Diplomats in Vienna said the 35-nation board would receive a report Monday on Iran’s uranium enrichment efforts and other nuclear work. The confidential report will play a significant role in determining the international community’s next steps in trying to wrest compromises from Iran meant to reduce suspicions that it may be seeking to make nuclear weapons.

The board voted early this month to report Iran to the U.N. Security Council, but the council is waiting for the report and the outcome of the board meeting before considering any action, such as imposing economic and political sanctions.

The delay was insisted on by two of the council’s veto-wielding members, Russia and China, both of which have strong economic and political ties to Tehran.

Japan also has economic links with Iran, particularly for oil imports, and is keen to play a role in resolving the standoff. Aso, the foreign minister, urged his visiting Iranian counterpart Monday to respond “wisely and positively” to Russia’s overture, his ministry said.
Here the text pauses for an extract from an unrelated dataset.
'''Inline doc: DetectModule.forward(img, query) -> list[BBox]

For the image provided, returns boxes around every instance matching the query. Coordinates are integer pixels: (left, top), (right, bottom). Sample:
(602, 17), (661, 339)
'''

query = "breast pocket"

Aso also stressed that Iran needs to realize other countries have strong suspicions about the Iranian nuclear program, much of which was kept secret from U.N. inspectors for years.

“Iran has lost the trust of the international community, and I hope to urge Mr. Mottaki to gain a better understanding of the international situation,” Aso told Parliament.

International worries about Iran’s intentions have been intensified by Ahmadinejad’s belligerent talk about Israel, including his comment that the Jewish state should be wiped “off the map.”

Israeli Defense Minister Shaul Mofaz on Monday denounced Iran’s negotiations with Russia as a bid to buy time to develop nuclear arms, but said Israel was willing to let diplomacy run its course for now.

He added, however, that Israeli leaders could not stand by indefinitely waiting for Iran’s program to be reined in and said Israel will take all necessary steps to defend itself from a possible Iranian nuclear attack.

“As for the possibility of an Israeli attack (on Iran), I think it is not at all right to address this question publicly, but it can be said that Israel has the right and the obligation to do all that is necessary to defend itself,” Mofaz told a group of high school students.

Israeli warplanes destroyed Iraq’s Osirak nuclear reactor in a 1981 strike using conventional munitions.